A Year of No Sugar: Postscript 2
January 25, 2012 § 1 Comment
I’ve had a little time to reflect now on the Year of No Sugar and the effect it has had on me, so here it is: It’s made me a sugar junkie.
Well, sort of. This is why: like never before, I now really notice what sugar does after I eat it. When I eat a cookie, or have a piece of chocolate, here is what happens: I enjoy it. Then I realize my mouth feels… funny: cloying and overly sweet like I just drank maple syrup- yuck. A few minutes pass and I feel a small headachey feeling creeping around the base of my brain, followed by a weird energized feeling… a sugar “buzz” if you will. After a while, of course, it passes.
Sometimes I don’t care a bit about whatever dessert option might be around, while other times I find myself wondering if, perhaps, there’s one more piece of that hazelnut bar we bought back at Christmas time… (no, there isn’t.) And then I think, well, maybe just one of those three remaining mini-pastries from the Lebanese shop… Yesterday was a moment when I gave in and had one mini-pastry after lunch (a particularly weak time of day for me) and, yup. there it was again: enjoy, yuck, headache, buzz. All from basically two bites worth of honey, pastry and nuts.
But I’m glad January is over and with it the aftermath of not just all that leftover holiday sugar which came cascading home with us, but also the remains of the many celebrations in our house that also follow Christmas- not just New Years, but my mother’s birthday followed by my younger daughter’s as well. You might recall that last year we skated by the sugar issue by concocting a banana split that had everything- whipped cream, cherries, banana, homemade ice cream- everything except added sugar. Would they hate it? Would Ilsa feel deprived on her birthday of all things? Oh, the parental horror! It wasn’t until the kids exclaimed happily over the first few bites, that I relaxed a bit- we just might make it through this year after all.
2012, however, has already been markedly different. I spend an inordinate amount of time trying to figure out what I do and do not actually want to eat, sugar-wise. But if you aren’t not eating sugar, how DO you know when to stop? Do you refuse to have dessert to celebrate your own mother’s birthday at the restaurant that has the best bread pudding you’ve ever had? Do you not have a piece of the special peanut butter and chocolate pie your daughter requested for her seventh birthday, even though that’s your Achilles-heel of desserts?
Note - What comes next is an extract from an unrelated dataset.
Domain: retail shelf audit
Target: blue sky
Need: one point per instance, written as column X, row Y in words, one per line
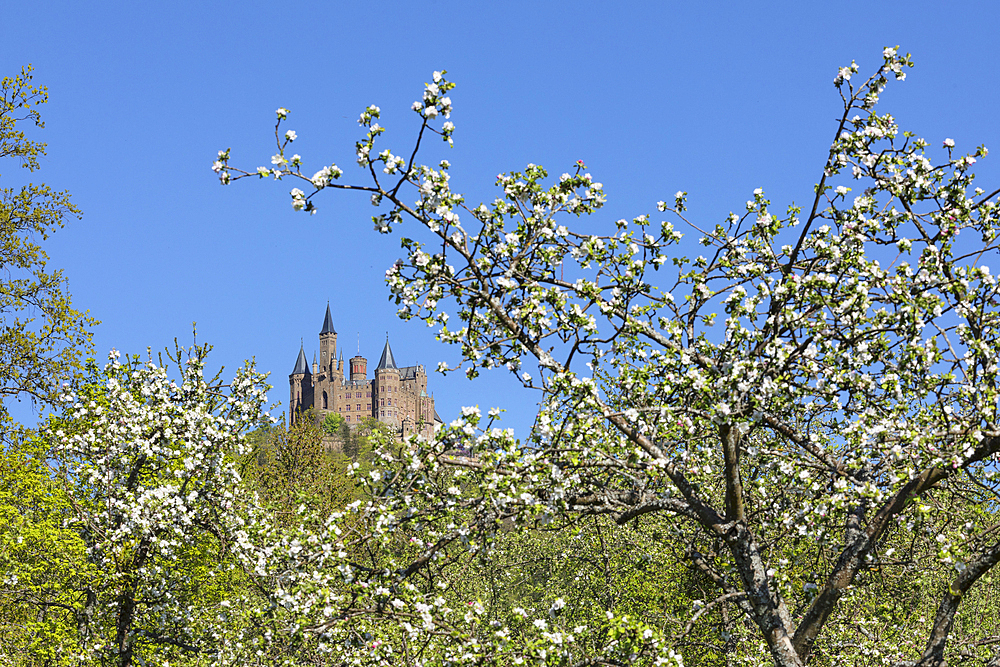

Do you not join in and have a slice of the mint ice cream cake you labored over for all the kids at your daughter’s clown party? Oh, and of course there are all those leftovers… After all my work to make them, do I simply throw the rest away?
I’m not being rhetorical here, I really don’t know. No, not even now.
Although Sweet Poison author David Gillespie had told me that after a while you “just don’t want” the taste of sugar anymore, during our entire Year of No Sugar I found I kept wanting things: the croissants at our favorite bakery, an ice cream cone on a hot day, ketchup on our french fries. Sure, we got used to skipping, substituting, going without, but did we ever stop wanting?
Then the other night my husband and I had a babysitter night, so we went out to try a new restaurant. At the end of a nice meal Steve became convinced I wanted dessert. A year ago I wouldn’t have even considered it a proper meal out without that final sweet component- like fireworks being intrinsic to the fourth of July- but this time I demurred. I was full. I didn’t want any. Still, he kept encouraging me to pick something from the menu. There was no convincing him that I didn’t, in my heart of hearts, want the chocolate chip cookie sundae but- much to my astonishment- I didn’t. I mean, I really didn’t!
All this month I’ve been playing guilty catch-up from a year of denial, with my kids, with my husband, with myself: it’s pretty hard to say “no” now, after my family gave sugar up for a year, on my say-so. Because I thought it was a good idea. Because I thought it would make us healthier. Because I wanted to write about it.
So I don’t say no as much as I want to right now. Selfishly, I don’t want my kids to think I’ve become the Scrooge of the food universe, or my husband to think he’s lost his fun wife who used to get all giddy at the thought of combining chocolate and peanut butter. I still do, after all. I’m still fun. Right?
So did we order the ridiculously sinful chocolate chip cookie in a cast iron pan with ice-cream and whipped cream on top? Sure we did, because I’m still fun, damn it. I was almost embarrassed by the conspicous decadence of the thing when it arrived- I felt as if we had a circus elephant sitting on our table. I had a few bites and of course it was very good- in the way that only a warm cookie with cold ice cream on it can be. Very good. But then I put my fork down. I was happy to see that really, really, I could take it or leave it.
And if that’s the ultimate legacy of our year, I’ll take it.